Democratic leaders on Thursday called on Special Counsel Robert S. Mueller III to testify to Congress, hours before his full report on Russian meddling in the 2016 election will be seen for the first time by lawmakers and the public.

Attorney General William Barr has scheduled a news conference for 9:30 a.m. before the release of Mueller’s report. He released a four-page summary of the report’s key conclusions in March.

Speaker of the House Nancy Pelosi and Senate Minority Leader Chuck Schumer said in a joint statement that Barr’s handling of the report has caused a “crisis of confidence.” Restoring the public’s trust in the integrity of the probe into possible connections between Russia and President Donald Trump’s campaign requires testimony by Mueller as soon as possible, they said.

“Attorney General Barr’s regrettably partisan handling of the Mueller report, including his slanted March 24th summary letter, his irresponsible testimony before Congress last week, and his indefensible plan to spin the report in a press conference later this morning — hours before he allows the public or Congress to see it — have resulted in a crisis of confidence in his independence and impartiality,” the statement reads.

“We believe the only way to begin restoring public trust in the handling of the Special Counsel’s investigation is for Special Counsel Mueller himself to provide public testimony in the House and Senate as soon as possible.

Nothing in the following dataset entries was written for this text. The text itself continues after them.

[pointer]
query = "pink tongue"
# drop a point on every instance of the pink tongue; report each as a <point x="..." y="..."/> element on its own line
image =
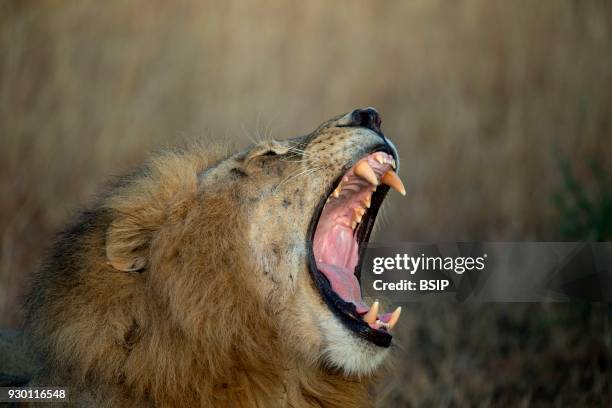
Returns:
<point x="336" y="255"/>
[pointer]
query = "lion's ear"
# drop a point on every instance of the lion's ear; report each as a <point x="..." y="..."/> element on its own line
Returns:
<point x="127" y="245"/>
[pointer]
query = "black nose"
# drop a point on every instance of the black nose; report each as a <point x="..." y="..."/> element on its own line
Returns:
<point x="368" y="118"/>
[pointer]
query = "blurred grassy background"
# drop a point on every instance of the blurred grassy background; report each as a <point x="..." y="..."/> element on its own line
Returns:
<point x="499" y="110"/>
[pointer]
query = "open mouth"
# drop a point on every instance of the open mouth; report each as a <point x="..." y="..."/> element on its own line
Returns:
<point x="339" y="231"/>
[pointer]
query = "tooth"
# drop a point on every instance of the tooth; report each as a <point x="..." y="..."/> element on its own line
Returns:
<point x="394" y="317"/>
<point x="391" y="179"/>
<point x="363" y="170"/>
<point x="370" y="317"/>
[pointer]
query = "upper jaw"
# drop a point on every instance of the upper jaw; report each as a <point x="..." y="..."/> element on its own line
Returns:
<point x="373" y="170"/>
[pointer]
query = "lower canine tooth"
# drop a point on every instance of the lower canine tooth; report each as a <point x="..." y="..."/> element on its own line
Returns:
<point x="394" y="317"/>
<point x="370" y="317"/>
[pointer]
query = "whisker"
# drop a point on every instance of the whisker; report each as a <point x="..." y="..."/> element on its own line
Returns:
<point x="302" y="173"/>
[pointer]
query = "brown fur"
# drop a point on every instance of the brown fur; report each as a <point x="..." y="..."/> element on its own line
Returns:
<point x="187" y="284"/>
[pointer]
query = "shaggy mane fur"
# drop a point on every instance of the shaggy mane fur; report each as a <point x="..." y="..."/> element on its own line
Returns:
<point x="118" y="315"/>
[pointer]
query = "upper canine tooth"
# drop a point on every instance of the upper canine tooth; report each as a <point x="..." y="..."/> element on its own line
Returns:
<point x="394" y="317"/>
<point x="391" y="179"/>
<point x="363" y="170"/>
<point x="370" y="317"/>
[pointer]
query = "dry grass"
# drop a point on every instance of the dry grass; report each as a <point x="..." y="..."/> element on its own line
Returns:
<point x="478" y="95"/>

The American people deserve to hear the truth.”

Trump continued his assault on the Mueller investigation Thursday morning, calling it “PRESIDENTIAL HARASSMENT!”

House Judiciary Committee Chairman Jerrold Nadler said Wednesday that Barr’s office told him the report would be released at 11 a.m. or noon after his news conference.

Democratic committee leaders in the House called the news conference “inappropriate” and said it seemed designed to shape public perceptions of the investigation before the report is released. They called on Barr to cancel it.

The committee leaders — Nadler, Intelligence Committee Chairman Adam B. Schiff, Oversight Committee Chairman Elijah Cummings, Financial Services Committee Chairwoman Maxine Waters, and Foreign Affairs Committee Chairman Eliot L. Engel — also raised concerns about news reports that the Department of Justice briefed the White House counsel on what to expect in the report as it prepared its rebuttal.

“These new actions by the Attorney General reinforce our concern that he is acting to protect President Trump,” they said.

Nadler called the reports “deeply troubling.”

Over the scope of the investigation by Mueller’s team, convictions or indictments were issued against Trump’s former national security adviser, Michael Flynn, former campaign manager, Paul Manafort, and former personal lawyer Michael Cohen.

But Republicans took a victory lap when Barr released a summary of the investigation in March without new indictments being handed down. Democrats have in the intervening weeks cast doubt on the credibility and completeness of Barr’s summary. 

Trump has repeatedly since the release of Barr’s memo that it proves there was no collusion between his campaign and the Russians and that no one in his campaign or White House administration had tried to obstruct Mueller’s investigation.

Barr testified in front of House and Senate committees last week.